Rashbam

Rashbam: The Case of the Missing Manuscript (Lech L’cha)

We do not have Rashbam’s commentary to Genesis 2-17. It appears to have gotten lost along the way. Unlike other, apparently more popular commentators, who had numerous manuscripts copied, only one manuscript of Rashbam’s reached the modern world, and it was lost during the Holocaust. The only reason we still have access to much of Rashbam’s Torah commentary at all is because of an 1880 printed edition of that manuscript.

Rashbam's manuscript on Genesis 1
Rashbam’s manuscript on Genesis 1

Why was Rashbam so neglected?

It seems his take on Torah, for all its brilliance, was not as appreciated by the Jews of his time and for many centuries to come, because when he determined that the peshat, the plain-sense meaning of the text, differed from halakhah, Jewish law, Rashbam chose the plain-sense meaning.
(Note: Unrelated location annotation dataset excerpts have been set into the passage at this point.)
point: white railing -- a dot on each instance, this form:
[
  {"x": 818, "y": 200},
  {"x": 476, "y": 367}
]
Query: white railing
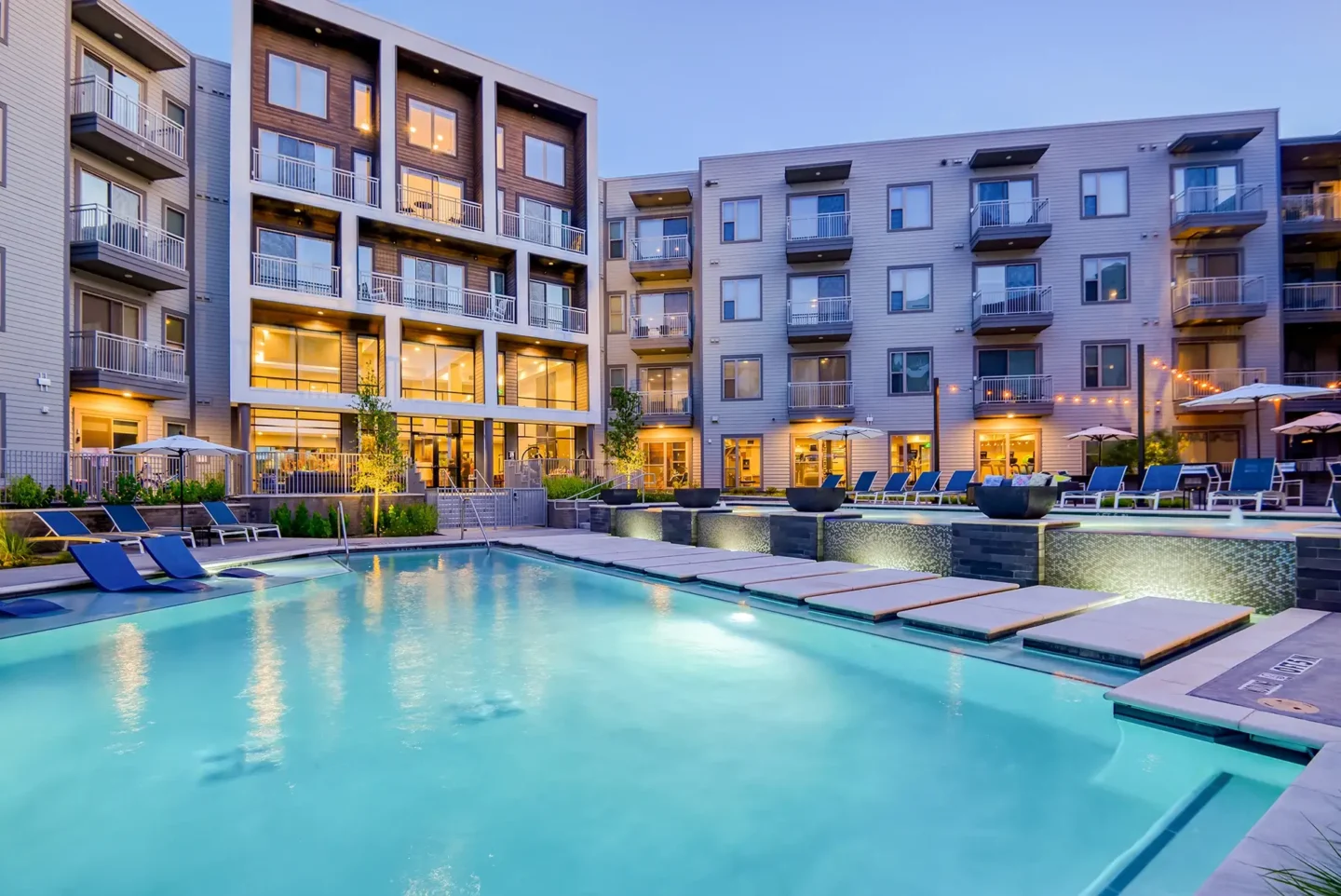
[
  {"x": 97, "y": 223},
  {"x": 1215, "y": 200},
  {"x": 278, "y": 273},
  {"x": 1204, "y": 292},
  {"x": 1198, "y": 384},
  {"x": 660, "y": 249},
  {"x": 1009, "y": 212},
  {"x": 538, "y": 229},
  {"x": 438, "y": 208},
  {"x": 553, "y": 316},
  {"x": 1017, "y": 299},
  {"x": 1312, "y": 296},
  {"x": 310, "y": 177},
  {"x": 658, "y": 326},
  {"x": 1312, "y": 207},
  {"x": 820, "y": 227},
  {"x": 1034, "y": 387},
  {"x": 426, "y": 295},
  {"x": 829, "y": 310},
  {"x": 820, "y": 395},
  {"x": 95, "y": 350},
  {"x": 95, "y": 95}
]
This approach wouldn’t be duplicated until the modern era of scholarship. What we learn is that Judaism as practiced does not always line up precisely with the Torah on a surface level. There are customs, ethical concerns, other influences, and ongoing creativity that generate the Judaism of each age. Rashbam himself hewed closely to rabbinic Judaism derived from the Talmud, and it seems his Torah commentary was almost academic, meaning learning and scholarly clarity for its own sake, not for practical instruction.

For us today, Rashbam’s Torah commentary remains a guiding light in the spiritual practice of Torah study, if not in halakhic guidance.